As a math/algorithm person, the first thing is easier for me and this type of works always touch me. But the second thing I may ignore and think about it in a too naive way. I was thinking a useful tool is to design the software more user-friendly, like clear and easy instructions for install and running, deploying software on website that could be easier for biologist to use. Of course, these things matters in our community and are also worth to do. But these things do not match my taste in most time (but it also provides a sense of accomplishment for me when people can use my tool by just clicking rather than “git clone repo”).
My research focuses on methodology, specifically, developing faster, less space or more accurate bioinformatics methods.
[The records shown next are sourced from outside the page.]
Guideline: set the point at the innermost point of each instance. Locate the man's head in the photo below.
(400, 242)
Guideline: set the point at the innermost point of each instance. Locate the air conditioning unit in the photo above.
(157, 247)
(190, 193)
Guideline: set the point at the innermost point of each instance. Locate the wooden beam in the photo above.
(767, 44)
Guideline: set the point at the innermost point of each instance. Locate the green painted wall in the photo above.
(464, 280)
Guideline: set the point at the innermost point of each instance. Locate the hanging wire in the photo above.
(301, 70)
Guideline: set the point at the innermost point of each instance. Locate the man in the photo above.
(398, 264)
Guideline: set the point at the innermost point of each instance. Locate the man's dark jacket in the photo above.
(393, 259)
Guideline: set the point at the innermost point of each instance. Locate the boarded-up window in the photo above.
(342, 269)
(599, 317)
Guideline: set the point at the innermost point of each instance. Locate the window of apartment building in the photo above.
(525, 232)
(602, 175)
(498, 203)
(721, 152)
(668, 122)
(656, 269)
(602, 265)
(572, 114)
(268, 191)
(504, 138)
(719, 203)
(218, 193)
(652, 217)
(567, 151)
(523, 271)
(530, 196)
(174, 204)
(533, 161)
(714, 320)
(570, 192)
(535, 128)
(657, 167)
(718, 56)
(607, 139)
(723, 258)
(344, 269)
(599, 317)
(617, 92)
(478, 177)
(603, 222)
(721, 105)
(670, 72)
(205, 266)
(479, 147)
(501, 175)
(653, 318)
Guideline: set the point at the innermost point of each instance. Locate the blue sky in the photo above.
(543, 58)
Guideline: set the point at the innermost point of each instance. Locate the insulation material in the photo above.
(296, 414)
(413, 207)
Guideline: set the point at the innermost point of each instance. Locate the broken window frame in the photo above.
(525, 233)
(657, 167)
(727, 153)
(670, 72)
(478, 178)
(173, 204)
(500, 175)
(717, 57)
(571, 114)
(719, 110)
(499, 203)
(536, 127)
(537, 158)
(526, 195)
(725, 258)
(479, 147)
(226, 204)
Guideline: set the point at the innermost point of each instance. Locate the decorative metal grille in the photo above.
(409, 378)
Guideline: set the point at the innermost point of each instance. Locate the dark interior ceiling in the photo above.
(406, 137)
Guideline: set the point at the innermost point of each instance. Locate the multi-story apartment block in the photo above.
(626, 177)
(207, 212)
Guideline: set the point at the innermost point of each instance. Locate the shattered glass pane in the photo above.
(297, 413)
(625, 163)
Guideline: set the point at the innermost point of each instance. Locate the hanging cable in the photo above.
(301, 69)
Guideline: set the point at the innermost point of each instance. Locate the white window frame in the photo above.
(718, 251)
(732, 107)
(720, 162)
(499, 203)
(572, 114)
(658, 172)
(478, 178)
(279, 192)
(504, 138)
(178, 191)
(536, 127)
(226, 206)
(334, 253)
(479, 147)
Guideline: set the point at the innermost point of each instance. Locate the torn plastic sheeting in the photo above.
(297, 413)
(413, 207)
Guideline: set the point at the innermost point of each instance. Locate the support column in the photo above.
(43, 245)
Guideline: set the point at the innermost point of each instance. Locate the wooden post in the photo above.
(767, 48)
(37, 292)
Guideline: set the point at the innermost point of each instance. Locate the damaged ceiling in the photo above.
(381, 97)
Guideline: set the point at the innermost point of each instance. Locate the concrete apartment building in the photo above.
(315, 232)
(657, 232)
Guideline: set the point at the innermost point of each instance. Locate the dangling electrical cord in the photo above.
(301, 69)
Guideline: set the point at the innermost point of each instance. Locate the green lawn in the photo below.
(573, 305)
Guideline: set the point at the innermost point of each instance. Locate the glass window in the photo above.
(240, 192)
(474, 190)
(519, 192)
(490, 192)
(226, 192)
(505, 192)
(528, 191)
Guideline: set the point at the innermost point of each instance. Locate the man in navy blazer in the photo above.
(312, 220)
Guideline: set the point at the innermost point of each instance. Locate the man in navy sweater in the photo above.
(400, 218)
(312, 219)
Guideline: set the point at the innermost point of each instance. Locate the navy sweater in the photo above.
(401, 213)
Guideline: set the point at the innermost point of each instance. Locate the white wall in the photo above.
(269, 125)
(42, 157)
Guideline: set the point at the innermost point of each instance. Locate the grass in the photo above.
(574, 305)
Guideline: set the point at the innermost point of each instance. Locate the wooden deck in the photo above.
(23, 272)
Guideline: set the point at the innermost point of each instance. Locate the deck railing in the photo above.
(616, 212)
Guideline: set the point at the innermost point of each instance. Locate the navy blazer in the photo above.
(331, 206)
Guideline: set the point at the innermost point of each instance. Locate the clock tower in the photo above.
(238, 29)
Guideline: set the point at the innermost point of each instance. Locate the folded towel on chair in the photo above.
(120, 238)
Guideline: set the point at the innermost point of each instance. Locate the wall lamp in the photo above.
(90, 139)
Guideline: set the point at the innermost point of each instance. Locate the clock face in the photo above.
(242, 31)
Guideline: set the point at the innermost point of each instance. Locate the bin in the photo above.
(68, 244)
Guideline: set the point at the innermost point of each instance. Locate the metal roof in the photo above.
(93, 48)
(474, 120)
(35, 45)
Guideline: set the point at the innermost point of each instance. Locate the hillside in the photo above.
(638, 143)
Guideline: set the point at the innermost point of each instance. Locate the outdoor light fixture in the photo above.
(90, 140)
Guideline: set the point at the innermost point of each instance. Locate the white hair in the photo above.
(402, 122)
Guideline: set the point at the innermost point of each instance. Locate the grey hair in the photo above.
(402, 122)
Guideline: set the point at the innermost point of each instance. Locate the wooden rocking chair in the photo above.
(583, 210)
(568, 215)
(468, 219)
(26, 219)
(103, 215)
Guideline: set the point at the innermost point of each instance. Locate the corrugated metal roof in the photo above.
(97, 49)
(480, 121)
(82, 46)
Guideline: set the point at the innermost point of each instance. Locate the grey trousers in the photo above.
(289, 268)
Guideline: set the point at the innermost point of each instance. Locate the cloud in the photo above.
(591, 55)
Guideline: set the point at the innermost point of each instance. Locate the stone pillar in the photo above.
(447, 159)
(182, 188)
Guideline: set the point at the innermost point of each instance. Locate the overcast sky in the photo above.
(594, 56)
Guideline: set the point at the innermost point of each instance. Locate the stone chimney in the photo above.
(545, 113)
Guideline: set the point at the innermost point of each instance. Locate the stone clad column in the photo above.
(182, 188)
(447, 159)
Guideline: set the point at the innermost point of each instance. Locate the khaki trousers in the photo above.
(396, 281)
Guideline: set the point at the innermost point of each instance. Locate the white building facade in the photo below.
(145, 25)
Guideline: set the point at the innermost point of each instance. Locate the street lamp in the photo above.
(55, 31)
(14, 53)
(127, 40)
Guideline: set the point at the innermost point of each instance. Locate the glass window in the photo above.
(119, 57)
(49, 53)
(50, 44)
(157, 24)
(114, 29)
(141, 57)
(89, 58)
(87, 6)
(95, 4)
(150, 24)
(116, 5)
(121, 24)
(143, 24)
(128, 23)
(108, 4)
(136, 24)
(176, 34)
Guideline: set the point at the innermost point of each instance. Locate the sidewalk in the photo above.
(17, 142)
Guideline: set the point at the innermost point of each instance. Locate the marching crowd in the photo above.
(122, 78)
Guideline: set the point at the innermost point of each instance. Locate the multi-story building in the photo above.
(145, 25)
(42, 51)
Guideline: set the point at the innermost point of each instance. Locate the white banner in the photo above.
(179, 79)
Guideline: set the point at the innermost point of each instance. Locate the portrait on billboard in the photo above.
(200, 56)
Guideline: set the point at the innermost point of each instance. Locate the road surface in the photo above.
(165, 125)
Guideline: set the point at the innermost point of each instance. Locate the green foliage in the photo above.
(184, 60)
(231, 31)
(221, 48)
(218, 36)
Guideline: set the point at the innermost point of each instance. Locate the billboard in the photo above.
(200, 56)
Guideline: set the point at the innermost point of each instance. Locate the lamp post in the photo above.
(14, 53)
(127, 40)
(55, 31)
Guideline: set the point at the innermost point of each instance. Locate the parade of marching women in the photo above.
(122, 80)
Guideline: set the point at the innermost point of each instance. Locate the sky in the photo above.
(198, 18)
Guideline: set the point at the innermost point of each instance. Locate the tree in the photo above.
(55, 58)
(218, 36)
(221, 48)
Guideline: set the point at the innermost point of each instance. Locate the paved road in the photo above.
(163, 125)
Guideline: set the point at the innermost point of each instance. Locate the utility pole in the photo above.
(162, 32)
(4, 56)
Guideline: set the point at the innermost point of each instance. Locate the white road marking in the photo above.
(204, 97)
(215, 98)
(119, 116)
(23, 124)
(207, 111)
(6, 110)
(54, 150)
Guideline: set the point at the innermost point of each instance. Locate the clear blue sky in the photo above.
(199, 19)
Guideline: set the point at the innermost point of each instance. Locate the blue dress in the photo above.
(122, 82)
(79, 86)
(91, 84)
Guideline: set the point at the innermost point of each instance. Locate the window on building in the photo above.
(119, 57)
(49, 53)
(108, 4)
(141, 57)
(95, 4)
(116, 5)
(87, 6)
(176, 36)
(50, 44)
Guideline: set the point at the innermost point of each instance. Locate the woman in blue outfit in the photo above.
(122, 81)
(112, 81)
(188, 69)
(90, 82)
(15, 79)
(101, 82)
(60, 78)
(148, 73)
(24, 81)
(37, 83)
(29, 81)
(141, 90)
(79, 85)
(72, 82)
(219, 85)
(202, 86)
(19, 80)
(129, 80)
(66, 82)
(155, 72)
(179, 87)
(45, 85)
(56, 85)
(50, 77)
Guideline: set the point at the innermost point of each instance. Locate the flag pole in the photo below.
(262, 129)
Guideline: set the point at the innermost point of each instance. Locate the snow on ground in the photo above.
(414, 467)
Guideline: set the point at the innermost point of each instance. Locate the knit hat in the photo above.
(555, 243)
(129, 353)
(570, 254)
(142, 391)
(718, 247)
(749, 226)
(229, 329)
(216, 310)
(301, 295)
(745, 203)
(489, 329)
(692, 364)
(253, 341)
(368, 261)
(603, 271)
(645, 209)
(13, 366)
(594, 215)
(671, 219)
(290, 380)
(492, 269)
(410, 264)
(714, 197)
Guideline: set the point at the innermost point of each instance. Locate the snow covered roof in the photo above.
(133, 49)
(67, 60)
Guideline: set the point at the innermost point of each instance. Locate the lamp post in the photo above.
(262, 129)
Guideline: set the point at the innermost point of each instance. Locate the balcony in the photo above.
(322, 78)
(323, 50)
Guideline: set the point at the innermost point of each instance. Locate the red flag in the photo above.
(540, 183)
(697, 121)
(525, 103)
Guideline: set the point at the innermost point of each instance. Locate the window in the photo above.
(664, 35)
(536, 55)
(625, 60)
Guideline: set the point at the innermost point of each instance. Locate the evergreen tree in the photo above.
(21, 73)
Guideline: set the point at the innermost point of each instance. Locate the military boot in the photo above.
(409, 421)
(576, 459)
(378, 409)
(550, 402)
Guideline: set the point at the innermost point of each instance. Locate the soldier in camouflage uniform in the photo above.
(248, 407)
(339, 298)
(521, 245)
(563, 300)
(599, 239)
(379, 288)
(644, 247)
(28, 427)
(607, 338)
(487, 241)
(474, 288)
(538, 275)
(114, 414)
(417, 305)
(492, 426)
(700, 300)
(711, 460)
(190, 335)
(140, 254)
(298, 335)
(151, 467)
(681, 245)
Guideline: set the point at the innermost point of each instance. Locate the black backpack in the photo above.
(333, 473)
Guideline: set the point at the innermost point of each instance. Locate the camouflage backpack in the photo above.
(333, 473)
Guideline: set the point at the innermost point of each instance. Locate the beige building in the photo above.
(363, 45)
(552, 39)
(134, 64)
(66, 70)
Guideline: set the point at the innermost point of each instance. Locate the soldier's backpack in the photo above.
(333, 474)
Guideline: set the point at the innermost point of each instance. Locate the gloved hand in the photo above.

In general, these three things cannot be achieved in the same time, computer scientists try to balance these things in reality, in other words, try to have a better trade-off. In modern seqbio research, one of the common topic is to sacrifice accuracy in an acceptable level and achieve super fast running time. But when I met this kind of problem, I alway use asymptotic time to understand, think and explore. When I pub a paper, the codes implemented is just a prototype to valid my idea (but this also works for theoretical paper, they have different focus). But in recent months, I gradually realized
- Algorithms in same asymptomatic time could achieve very different wall clock times. That depends on the implementation and carefully design to suite modern computer architecture.
- And even faster asymptomatic time does not means faster wall clock time.
I realized that I have to consider these engineering optimizations, not just for beating other tools when pub a paper (sure, it is important for me, otherwise a shining algorithm/theory may be overlooked because it does not achieve a good practical performance due to lack of engineering optimization), but for developing some popular and practically useful tool in this community. In this context, minimap2, Edlib and other tools is our role model.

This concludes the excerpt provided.